UNE ESTHÉTIQUE DE LA BONTÉ

Chroniques de libres pensées créées à partir d'une citation d'auteur
par Dyane Raymond

mardi 27 mars 2012


« Les nuages s’étaient dissipés lorsque, après dîner, je fis un premier tour dans les rues et les ruelles de la ville. » W.G. Sebald

Je suis une fille de la ville. Une fille qui est née dans le haut de la côte entre les rues Sherbrooke et Hochelaga. Il va sans dire qu’à Montréal, tous mes repères sont tracés. À Paris, aussi.
New-York me manque, je n’y suis allée qu’une fois seulement, il y a si longtemps de cela.
Quant à Chennai ou Bangkok, je m’y perdais évidemment et m’y perdrai toujours ; comment faire autrement dans un tel dédale humain ?

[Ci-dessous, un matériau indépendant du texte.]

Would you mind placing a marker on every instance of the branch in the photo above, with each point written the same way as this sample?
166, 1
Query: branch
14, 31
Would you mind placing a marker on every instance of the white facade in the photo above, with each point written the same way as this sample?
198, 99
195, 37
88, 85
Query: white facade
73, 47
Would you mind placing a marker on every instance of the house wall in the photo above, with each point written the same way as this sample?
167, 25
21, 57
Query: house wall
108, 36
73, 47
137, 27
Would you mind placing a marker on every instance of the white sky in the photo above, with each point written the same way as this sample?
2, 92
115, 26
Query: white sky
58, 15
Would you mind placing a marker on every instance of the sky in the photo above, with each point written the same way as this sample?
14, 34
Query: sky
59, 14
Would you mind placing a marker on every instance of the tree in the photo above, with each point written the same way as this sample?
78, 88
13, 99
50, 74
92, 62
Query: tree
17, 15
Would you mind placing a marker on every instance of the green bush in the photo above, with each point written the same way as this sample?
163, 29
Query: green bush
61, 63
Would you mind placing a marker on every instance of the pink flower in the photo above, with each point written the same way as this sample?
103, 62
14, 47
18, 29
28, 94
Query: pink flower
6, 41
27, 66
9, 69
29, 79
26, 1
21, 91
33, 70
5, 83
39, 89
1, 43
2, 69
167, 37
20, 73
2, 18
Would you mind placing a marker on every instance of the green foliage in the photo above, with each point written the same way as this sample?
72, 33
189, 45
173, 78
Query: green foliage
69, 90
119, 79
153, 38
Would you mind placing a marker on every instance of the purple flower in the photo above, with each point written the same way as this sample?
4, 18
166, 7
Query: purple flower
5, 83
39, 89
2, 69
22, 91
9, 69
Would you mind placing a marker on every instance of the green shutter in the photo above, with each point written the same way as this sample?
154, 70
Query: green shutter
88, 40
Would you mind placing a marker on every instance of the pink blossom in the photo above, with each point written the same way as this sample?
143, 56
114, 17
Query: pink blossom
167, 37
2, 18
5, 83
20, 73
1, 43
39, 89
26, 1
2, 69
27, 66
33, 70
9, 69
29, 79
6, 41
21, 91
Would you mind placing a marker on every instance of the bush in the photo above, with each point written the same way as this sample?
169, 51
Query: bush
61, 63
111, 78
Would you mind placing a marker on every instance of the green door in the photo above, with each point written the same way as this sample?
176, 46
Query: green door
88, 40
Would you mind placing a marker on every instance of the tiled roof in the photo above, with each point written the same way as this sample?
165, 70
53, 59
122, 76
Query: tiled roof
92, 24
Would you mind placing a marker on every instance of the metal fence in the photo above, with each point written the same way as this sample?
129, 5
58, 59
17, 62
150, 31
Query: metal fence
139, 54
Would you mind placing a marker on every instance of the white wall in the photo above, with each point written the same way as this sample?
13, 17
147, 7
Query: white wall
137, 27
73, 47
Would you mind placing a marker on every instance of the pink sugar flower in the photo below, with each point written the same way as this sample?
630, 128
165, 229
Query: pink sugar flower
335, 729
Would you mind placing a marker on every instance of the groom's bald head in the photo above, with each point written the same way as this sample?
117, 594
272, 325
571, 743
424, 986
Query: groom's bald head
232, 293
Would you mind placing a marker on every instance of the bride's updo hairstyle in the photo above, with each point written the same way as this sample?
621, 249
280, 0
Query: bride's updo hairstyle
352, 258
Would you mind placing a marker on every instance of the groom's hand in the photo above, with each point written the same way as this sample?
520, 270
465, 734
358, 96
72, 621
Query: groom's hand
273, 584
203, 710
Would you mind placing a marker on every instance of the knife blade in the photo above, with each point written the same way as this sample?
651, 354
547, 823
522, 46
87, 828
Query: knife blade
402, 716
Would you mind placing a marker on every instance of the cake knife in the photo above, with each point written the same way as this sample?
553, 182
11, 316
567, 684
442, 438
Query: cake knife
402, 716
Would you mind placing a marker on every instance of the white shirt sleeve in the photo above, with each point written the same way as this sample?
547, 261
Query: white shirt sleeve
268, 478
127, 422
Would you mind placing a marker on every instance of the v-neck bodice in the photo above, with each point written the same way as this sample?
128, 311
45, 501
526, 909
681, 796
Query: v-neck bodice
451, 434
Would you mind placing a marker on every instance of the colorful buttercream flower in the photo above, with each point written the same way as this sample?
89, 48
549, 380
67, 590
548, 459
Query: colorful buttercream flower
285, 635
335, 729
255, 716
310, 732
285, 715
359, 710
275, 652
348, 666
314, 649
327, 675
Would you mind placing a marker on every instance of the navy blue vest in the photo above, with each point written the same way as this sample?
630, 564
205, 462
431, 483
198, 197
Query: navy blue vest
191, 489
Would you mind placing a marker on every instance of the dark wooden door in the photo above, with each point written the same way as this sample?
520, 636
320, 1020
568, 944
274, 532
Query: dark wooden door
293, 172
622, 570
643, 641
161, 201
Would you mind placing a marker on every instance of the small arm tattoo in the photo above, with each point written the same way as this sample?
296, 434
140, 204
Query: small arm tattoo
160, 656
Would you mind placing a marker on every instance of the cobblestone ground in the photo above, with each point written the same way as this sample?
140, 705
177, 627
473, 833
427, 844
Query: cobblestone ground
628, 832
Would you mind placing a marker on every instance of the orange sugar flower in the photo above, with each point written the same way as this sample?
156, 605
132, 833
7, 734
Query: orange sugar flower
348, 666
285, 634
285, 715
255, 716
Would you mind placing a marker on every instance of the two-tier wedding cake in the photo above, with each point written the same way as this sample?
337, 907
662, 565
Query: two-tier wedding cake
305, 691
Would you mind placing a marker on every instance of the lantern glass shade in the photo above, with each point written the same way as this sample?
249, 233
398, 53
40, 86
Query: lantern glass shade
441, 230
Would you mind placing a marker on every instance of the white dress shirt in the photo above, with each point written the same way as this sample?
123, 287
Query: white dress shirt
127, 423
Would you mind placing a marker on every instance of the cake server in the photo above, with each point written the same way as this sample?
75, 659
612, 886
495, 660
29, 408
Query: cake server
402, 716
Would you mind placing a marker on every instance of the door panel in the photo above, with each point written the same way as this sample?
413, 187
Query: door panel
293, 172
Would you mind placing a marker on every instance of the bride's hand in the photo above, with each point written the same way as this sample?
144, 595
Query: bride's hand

À chaque fois que je débarque à Paris, j’ai le sentiment d’arriver chez moi, tout en découvrant inlassablement chaque espace.  Les quartiers, les rues, les cafés familiers ne le sont jamais tout à fait.
Manoel de Oliveira, un cinéaste portugais, a réalisé à plus de 90 ans, Je rentre à la maisonun film qui raconte l’histoire d’un acteur vieillissant (Michel Piccoli) à qui l’on apprend un soir, alors qu’il sortait de scène, que viennent de mourir son gendre, sa fille et sa femme dans un accident d’auto. 
Les représentations de la pièce se terminent, il flâne dans Paris, rencontre son agent qui lui propose de petits engagements qu’il refuse, organise sa « nouvelle » vie avec son petit-fils. Un soir, il est agressé en rentrant chez lui, un voyou lui vole sa veste et ses chaussures neuves.  Et puis, pendant le tournage d’un film où il avait finalement accepté un rôle dans une adaptation, en anglais, d’Ulysse de James Joyce, le fil se casse…

Se perdre et se retrouver dans le vide, ni actif ni immobile. Vide.  Dans un temps sans empirisme ou raison ; étrangement là. Une rugosité. Comment le dire autrement ?  Une sensation à partir de laquelle s’impose un mouvement, un état, provoqué par le désir de comprendre, l’effort de connaître, l’aveuglement de croire, dans le processus de la vie, dans la démarche de création.
 
Paris est une ville remplie à ras bord.  De vides, de fragilités, de solitudes. Une ville que j’adore.
Une montagne à gravir. 
Du frêle.  De la musique.

Lorsque je vivais à Paris, je n’aimais pas marcher au bord de la Seine.  Ce n’était pas l’eau, pas la profondeur.  Mais ce vide justement.  L’espace qui sépare les deux rives, les coupe l’une de l’autre en une véritable déchirure.
J’aimais la place de la République, large d’horizon, tournoyante ; la traverser, m’enfiler dans la ruelle du Faubourg du temple qui, en montant devenait la rue de Belleville, plus exiguë encore, où se côtoyaient, dans une promiscuité urbaine, une faune bigarrée autour des étals de viandes, de légumes, de vêtements, de chaussures, d’objets hétéroclites.
Sur la face latérale d’un immeuble, une murale en trompe-l’œil, représentant un ouvrier en train d’installer un tableau noir sur lequel était inscrit : il faut se méfier des mots.

Sur la rue Oberkampf, il tombait une pluie fine, drue et froide. Le temps n’avait plus besoin de la mémoire, ma main posée sur celle-ci sentait bien la marque rugueuse de la fêlure ; il n’y avait pas plusieurs temps, plusieurs espaces : j’étais entière.

Dans les rues de Montréal, Paris, Casablanca, San Francisco ou Thetford Mines je suis sans protection. Je ne peux qu’avancer ; immobile, le froid me pénètre, la chaleur m’écrase, le paysage se fige.
La rue plus qu’un dehors, est un dedans.  Un espace, telle une scène de théâtre, ceint et ouvert en même temps, où œuvre du réel ; sa force et sa beauté.
Le plein apparent de la ville ne comble, heureusement,  pas le vide.
La rue est une île déserte déguisée en multitude.